Detachment as a method—and not as a predisposition—is where I also feel distant from the field of “sejarah Tionghoa” and the derivatives, but am still allured to a history about movements and ideas formation within which people make do with whatever tools they have at hand including by using “Tionghoa” as a category. In exercising this method, personal history (and pieces of writing born from it) can be an exercise of contempt and dissatisfaction of present progress and problems, a technology of disordering that helps us (or at least me) to confront the discomfort of being attached to a historical category that have become aesthetic subjects of sexual, social, and political desire. This requires us to deject the familiar narrative of what counts as “removed” history, to deal with both the material and metaphysical question of being, within which Tionghoa category becomes recognizable and maintainable.

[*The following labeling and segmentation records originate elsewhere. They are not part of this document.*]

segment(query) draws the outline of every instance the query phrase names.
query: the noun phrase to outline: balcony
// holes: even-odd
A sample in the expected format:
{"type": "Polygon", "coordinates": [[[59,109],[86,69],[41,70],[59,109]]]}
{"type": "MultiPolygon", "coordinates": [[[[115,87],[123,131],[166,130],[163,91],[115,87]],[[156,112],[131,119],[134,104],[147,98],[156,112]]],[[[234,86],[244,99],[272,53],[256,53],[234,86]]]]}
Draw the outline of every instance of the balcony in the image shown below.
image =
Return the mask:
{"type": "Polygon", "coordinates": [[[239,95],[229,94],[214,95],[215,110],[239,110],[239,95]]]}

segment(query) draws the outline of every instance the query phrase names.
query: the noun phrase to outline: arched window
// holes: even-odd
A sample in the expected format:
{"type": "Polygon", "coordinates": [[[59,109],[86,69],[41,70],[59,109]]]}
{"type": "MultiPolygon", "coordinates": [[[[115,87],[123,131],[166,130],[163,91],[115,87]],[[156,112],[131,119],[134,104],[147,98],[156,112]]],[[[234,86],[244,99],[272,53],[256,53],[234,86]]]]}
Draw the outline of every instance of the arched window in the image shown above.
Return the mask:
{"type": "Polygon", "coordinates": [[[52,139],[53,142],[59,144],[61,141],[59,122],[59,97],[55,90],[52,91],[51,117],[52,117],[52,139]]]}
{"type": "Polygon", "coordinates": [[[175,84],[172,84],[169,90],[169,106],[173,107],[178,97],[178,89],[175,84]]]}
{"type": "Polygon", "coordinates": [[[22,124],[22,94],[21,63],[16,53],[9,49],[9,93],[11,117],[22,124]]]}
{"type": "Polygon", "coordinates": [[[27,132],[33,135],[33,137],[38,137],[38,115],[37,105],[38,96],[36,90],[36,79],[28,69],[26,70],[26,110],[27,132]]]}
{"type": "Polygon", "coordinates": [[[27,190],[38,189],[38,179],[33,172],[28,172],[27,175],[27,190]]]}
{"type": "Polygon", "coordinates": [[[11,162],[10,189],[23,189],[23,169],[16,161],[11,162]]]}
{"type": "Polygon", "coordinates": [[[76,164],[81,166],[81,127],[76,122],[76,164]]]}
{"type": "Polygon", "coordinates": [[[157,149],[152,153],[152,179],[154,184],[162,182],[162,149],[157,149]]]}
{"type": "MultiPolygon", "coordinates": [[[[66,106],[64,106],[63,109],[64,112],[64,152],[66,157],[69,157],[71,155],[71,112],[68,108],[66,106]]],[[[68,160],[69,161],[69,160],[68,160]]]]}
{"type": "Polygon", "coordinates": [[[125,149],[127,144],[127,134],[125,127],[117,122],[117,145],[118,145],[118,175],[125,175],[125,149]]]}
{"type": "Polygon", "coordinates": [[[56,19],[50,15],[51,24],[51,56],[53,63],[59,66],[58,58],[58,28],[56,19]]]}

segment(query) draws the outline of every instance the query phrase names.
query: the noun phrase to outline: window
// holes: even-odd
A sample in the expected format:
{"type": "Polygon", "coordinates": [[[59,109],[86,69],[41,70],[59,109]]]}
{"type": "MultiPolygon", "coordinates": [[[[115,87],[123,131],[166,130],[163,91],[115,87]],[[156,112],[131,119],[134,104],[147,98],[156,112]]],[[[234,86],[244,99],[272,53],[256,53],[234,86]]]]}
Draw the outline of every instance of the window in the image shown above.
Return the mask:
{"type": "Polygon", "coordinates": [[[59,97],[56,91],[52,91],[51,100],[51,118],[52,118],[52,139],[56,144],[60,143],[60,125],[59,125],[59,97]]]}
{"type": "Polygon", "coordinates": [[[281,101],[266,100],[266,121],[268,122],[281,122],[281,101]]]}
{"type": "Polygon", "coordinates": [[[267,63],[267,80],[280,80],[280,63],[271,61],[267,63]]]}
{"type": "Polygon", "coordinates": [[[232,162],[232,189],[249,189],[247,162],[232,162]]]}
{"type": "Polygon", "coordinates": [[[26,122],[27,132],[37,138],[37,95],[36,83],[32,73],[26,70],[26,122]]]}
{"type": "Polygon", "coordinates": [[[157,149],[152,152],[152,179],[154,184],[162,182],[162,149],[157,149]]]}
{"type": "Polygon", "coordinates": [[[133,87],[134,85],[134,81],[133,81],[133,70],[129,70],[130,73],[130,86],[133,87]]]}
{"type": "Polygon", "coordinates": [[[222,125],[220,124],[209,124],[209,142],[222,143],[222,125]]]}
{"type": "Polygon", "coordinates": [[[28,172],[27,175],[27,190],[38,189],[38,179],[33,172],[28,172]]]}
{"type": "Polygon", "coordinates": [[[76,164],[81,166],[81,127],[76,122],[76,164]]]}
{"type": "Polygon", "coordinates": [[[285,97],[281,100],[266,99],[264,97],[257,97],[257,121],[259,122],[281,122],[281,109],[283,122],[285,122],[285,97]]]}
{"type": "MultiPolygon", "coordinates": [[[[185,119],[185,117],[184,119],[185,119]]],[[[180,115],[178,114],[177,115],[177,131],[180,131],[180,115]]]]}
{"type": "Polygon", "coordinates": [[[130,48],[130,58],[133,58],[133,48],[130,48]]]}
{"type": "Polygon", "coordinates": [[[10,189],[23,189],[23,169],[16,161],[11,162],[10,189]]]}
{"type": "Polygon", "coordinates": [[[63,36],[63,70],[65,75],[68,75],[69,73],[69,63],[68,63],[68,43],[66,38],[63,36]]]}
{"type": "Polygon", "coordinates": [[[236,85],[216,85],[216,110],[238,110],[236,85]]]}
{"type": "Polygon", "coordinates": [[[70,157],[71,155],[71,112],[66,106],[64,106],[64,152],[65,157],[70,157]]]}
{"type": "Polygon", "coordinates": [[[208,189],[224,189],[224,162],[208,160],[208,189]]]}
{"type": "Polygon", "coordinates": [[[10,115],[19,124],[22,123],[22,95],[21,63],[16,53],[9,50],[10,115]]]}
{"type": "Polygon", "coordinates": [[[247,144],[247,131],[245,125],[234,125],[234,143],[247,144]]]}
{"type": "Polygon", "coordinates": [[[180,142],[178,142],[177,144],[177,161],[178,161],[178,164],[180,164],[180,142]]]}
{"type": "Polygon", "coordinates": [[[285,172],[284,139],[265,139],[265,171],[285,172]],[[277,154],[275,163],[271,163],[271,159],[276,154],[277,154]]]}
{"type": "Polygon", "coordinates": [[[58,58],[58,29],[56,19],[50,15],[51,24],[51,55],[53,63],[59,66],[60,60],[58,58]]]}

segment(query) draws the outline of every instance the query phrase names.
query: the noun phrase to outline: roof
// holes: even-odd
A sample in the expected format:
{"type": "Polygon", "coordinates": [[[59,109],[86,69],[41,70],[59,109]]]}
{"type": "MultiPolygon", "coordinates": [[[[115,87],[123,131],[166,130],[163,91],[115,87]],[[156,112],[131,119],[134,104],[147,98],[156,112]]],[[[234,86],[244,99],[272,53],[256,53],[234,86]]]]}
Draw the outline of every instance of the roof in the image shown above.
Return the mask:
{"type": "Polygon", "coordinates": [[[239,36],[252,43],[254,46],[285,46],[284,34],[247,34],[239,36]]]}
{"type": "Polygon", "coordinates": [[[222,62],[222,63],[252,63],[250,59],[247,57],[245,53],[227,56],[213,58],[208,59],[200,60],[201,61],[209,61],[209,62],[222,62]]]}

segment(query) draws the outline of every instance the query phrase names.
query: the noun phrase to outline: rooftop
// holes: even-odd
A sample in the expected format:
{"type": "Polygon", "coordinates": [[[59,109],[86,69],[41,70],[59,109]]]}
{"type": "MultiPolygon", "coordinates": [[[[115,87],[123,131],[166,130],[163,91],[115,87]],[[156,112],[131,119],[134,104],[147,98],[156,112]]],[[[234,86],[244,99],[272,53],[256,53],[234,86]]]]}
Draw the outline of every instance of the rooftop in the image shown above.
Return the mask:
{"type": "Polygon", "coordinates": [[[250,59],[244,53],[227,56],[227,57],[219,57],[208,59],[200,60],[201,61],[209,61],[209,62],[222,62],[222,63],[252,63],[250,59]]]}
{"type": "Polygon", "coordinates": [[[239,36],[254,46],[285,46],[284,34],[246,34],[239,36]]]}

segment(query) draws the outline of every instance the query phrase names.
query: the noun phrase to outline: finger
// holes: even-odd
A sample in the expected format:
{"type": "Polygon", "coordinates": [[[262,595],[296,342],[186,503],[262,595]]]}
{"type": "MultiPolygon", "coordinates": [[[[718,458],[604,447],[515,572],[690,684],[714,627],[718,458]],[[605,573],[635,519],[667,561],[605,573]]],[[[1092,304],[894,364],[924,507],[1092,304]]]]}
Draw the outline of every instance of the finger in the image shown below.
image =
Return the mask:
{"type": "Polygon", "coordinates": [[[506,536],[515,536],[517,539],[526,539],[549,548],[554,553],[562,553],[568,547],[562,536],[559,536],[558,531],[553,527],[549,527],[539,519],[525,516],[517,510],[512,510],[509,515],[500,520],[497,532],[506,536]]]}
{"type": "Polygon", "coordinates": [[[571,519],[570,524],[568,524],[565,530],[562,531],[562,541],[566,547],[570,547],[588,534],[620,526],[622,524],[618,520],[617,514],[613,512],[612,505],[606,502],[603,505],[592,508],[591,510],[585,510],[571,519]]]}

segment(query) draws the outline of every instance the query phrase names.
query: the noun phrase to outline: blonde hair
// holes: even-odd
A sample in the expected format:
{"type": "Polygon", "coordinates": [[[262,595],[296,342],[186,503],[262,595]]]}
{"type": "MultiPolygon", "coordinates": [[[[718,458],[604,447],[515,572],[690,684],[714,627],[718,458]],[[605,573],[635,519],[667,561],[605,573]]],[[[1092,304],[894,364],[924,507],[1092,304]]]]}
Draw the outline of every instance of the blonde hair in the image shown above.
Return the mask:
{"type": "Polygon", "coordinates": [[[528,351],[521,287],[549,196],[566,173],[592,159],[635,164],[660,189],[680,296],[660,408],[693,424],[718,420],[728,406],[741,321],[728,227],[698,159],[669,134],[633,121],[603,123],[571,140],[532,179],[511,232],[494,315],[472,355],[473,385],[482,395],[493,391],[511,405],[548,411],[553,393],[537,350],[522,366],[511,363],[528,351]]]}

It’s not easy, I know; and my adversity is not without a cost. I recently declined a then friend’s invitation for a Lunar New Year’s dinner at her house not because I dislike her or her cordial invitation (I mean, I enjoy her company and her mom’s meals). I just cannot not see her visible insistence behind our friendship, that I’m less a friend than a fellow “Christian Chindo queer” whom she could talk through, think with, and learn from. Similarly, I could not easily avoid this trap. Her family stories often brought me back to the early twentieth century texts I read. My complaint about Chinese-Indonesian oligarchs also went through her. We did sit down together and tried talking about this. I said to her that I’m having a hard time sustaining intimacy and friendship heavily based on trauma and relatability. “What do you want from me as a friend?” I asked. She could not give me an answer. I consoled myself that it’s completely fine for two Chindo queers to not be friend, although, escalated by my toxic traits, I preserve a deep remorse over my own incapacity to hold this friendship. Apparently what I need is not a clarity of intent but a respectful effort to know each other and build connection beyond familiarity. This makes me overthinking and intellectualizing the smallest parts of my daily interactions with her. I’m suspicious with rushed out intimacy based on “me too.” This is my burden to bear. No greatness in my history.
I come to understand better: no quick routine to deal with a mind-problem I make for myself. Likewise, I cannot celebrate Lunar New Year in a meticulous manner of holding tradition (whatever that means). As my dad does not hold his Chinese family name for the sake of survival, and my mom is often seen more “Chinese” due to her appearance (re: lighter skin) even when she’s not, as I refuse to be “cici-cici” nor I choose to be “koko-koko,” I keep training my body so it can always contain dualities and contradictions without crumbling down.
Dear friends, happy new year. I’m reclaiming this space of ambiguity.